- Self - Cultural Historian: You can see Mitchum and Stewart as complimentary. And that Stewart is a kind of hero, in that way, whereas, Mitchum is almost always the anti-hero. So, between the two of them, they correspond to the opposite ends of the American idea of what a hero is, you know. Is a hero somebody who has to stand for something, who has to run something, who has to be a leader? Or, is the hero somebody who is true to himself?
- Self - Actress & Writer: Mitchum was a quietly powerful hero on screen. He didn't exercise a lot of the external properties of somebody macho, somebody - a brawler or anything like that. But, you knew that was all there. It was in him.
- Self - Daughter of James Stewart: He never talked about the war. Mom said he never talked about it to her. He never talked about it with us. I think it meant it was devastating to him. Absolutely devastating. And I think that is part of why there's a sadness in Dad even in all his films.

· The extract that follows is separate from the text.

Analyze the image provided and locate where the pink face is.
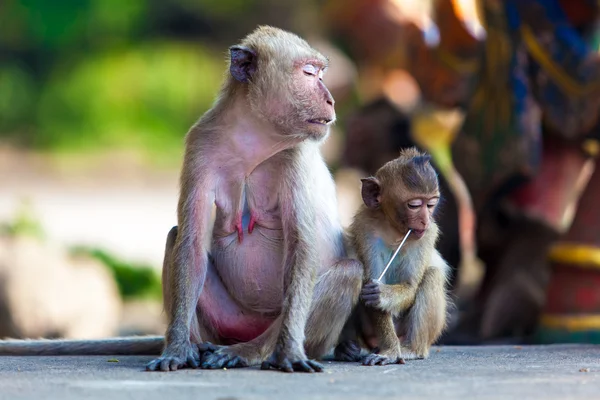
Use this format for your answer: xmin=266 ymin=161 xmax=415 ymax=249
xmin=290 ymin=60 xmax=335 ymax=140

- Self - Daughter of James Stewart: I read his diary. After he died, I found it way, way up in his closet. I found his diary and - it gave a list of the squadrons who would go out with him. And there were "x's" through all of them - except for one and that was him.
- Self - Daughter of James Stewart: When Dad came back from the war he wasn't even sure he wanted to be in films any more. I think it really changed him. And he was wondering if it was too frivolous - after what he had seen. You know, if it wasn't important - making movies was was't important enough. The immediate scene that comes to mind is him praying in 'It's A Wonderful Life." The bar scene. Such a good depiction of complete desperation - when you're trying to cling on to anything that might keep you going. And I think to have that movie, the movie he made after the war was very important.

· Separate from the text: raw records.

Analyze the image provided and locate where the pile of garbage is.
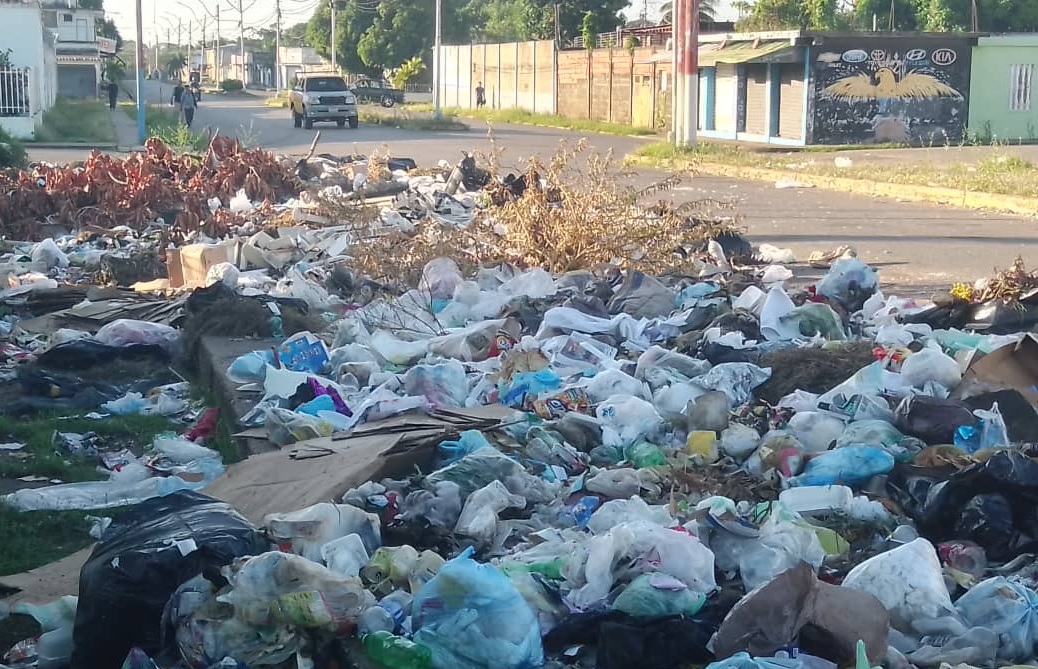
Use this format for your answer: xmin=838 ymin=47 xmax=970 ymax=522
xmin=4 ymin=141 xmax=1038 ymax=669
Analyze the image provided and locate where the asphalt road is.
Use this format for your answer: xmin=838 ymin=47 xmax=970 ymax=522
xmin=26 ymin=85 xmax=1038 ymax=296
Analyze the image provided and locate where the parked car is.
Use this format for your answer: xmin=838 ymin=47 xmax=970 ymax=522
xmin=353 ymin=79 xmax=404 ymax=107
xmin=289 ymin=74 xmax=359 ymax=130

- Self - Actress & Writer: What I find fascinating about Jimmy Stewart, first off, here I'm calling him Jimmy. People felt so comfortable with him. They felt they knew him. And he ceased to be James, though he was billed that way, and became in people's minds: Jimmy, the more familiar.
- Self - Cultural Historian: So many of Hitchcock's films, in general, but particularly after the war and with characters sometimes played by Jimmy Stewart, are about the innocent bystander who gets drawn into a criminal situation. And part of being drawn into that, it turns out that, in fact, the bystander is not so innocent. So, it's by the bystander's own guilt, the subterranean guilt, that pulls them in. Now, if you look at the progression of the kinds of roles that Stewart plays in those Hitchcock films, he starts out separate. In "Rope" he is the lawyer who, you know, can understand that - he's sort of detached from it - he discovers that what's actually going on there. With "Rear Window" he's trying to be detached. Right, he's sitting there, has the camera and everything, but he get pulled into it. I mean, once again he gets pulled into, you know, there's this kind of whirlpool of crime that you're pulled into, in fact, because you're somewhat guilty yourself. And then, of course, by the time of "Vertigo," he is the one who manipulates the whole situation. He's the one who sets it all up. If you want to put it under a large umbrella, it's again a kind of what's become the consciousness because of the war - and the capability of normal people, let's say, to kill. You know, even in your head. So, to discover that potential in yourself, I think is reflected in some of the themes of these Hitchcock films.
- Self - Daughter of Robert Mitchum: The fact remains that he did enjoy smoking marijuana for much of his life.
- Self - Daughter of James Stewart: I remember doing drop drills in school. In case there's a nuclear blast, everybody drop and hide under your desk - like, that's gonna help. But, there was that paranoia and maybe the films that Hitchcock made reflected that darkness and that fear. It's a fear of being watched all the time. Hitchcock was very into voyeurism and "Rear Window" was all about that. "The Man Who Knew Too Much" was knowing too much - that's bad guys thinking that you know too much - you know something you shouldn't. So, they're out to get you. And that could all be part of that paranoia that was going on then.
- Self - Daughter of James Stewart: He had been asked to be an informant about Hollywood people for the FBI - for J. Edgar Hoover. And I think that Dad just did not like the idea of spying on his friends. So, he didn't do it. That was another very strong part of Dad's character was loyalty to friends.
- Self - Daughter of James Stewart: Dad never made a war film that glorified war. He was very loathe to do that. And he didn't want the glory to come to him when the men he flew with, and some of whom died, weren't getting the recognition. He never wanted to outshine those men. And, I think, that's why he didn't want to glorify war. And he didn't talk about it very much.
- Self - Daughter of James Stewart: My Dad and Robert Mitchum had very different lives and different careers. But, they died one day apart. And we were good friends with Robert Mitchum's daughter, Trina. We went to school with her. And I remember her, we talked to each other on the phone and she said, "Well, your Dad's death took some of the heat off of our house, because the helicopters and the cameras have left and gone to where your parents are - where your Dad is." So, you know, in the end they were together and it's - I like to think of it as the big sleep - was the name of the film they made together. And it was viewed by America as the end of an era, because, they represented a lot about America, a lot about American history, and film history. And to have them both go so close together was - just seems fitting.